The best of what I had — curiosity, storytelling, adventure, optimism — had always been in service of helping other people believe something bigger was possible for themselves.

That’s purpose.

The Japanese Concept of Ikigai

In Japan, they have a word for the reason you get up in the morning: ikigai.

It lives at the intersection of:

  1. What you love
  2. What youre good at
  3. What the world needs
  4. What you can be paid for

During our 17 years at sea, Dee and I saw ikigai everywhere — not in big, dramatic achievements, but in quiet daily devotion:

A fisherman repairing nets just before sunrise.
A woman weaving baskets in the shade.
A boatbuilder shaping wood with quiet pride.

None of them were chasing purpose.
They were living it — skill, joy, service, and sustenance in perfect alignment.
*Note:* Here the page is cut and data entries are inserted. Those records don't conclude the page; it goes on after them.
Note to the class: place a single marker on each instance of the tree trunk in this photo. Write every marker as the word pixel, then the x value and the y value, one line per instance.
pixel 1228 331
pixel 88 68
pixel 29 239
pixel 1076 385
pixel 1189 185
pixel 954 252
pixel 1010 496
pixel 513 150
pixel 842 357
Purpose doesn’t have to be glamorous.
It just has to be true.

Your Purpose Leaves Clues

People often ask me, “How do I find my purpose?”

Here’s the truth:

You already know it.
Its been following you for years.

Purpose leaves breadcrumbs:

  • What were you drawn to as a kid?
  • What activities absorbed you completely?
  • What did you create, practice, or explore without being asked?
  • What do people come to you for?
  • What patterns show up again and again across your life?

Your purpose isn’t hiding.
It’s repeating.

How to Find Your Purpose (Starting Today)

Step 1: Identify the best of who you already are

Write down the strengths and passions that have been consistently true across your life.

Not what you wish were true.
What is true.

That list is the foundation of your purpose.

Step 2: Identify who benefits when you are at your best

Purpose always points outward.

Ask:
Who gets better when I show up fully?
Whose life improves when I use my strengths?

Your purpose sits at that intersection.

Step 3: Look for the pattern that has repeated through every chapter of your life

Purpose rarely appears through introspection alone.
It reveals itself through repetition.

Look back and ask:
What was the through-line?
What activities or values kept resurfacing?
What motivated your biggest decisions?

Your purpose is in the pattern — not the position.

Final Thought: A Purpose Lived Is a Life Expanded

The sentence I wrote at 20 — to live my dreams and inspire others to live theirs” — still guides my decisions today.

It guided:

  • My filmmaking career
  • My adventures
  • Our 17-year sailing journey
  • My transition into speaking
  • The work I do with leaders, organizations, and audiences

Purpose doesn’t expire.
It evolves.

And here’s the beautiful thing:

You dont need to find purpose.
You need to recognize the one thats already been shaping you.

Live from that place — and everything else gains clarity.

Meaning deepens.
Fulfillment grows.
And the world gets the best of who you are.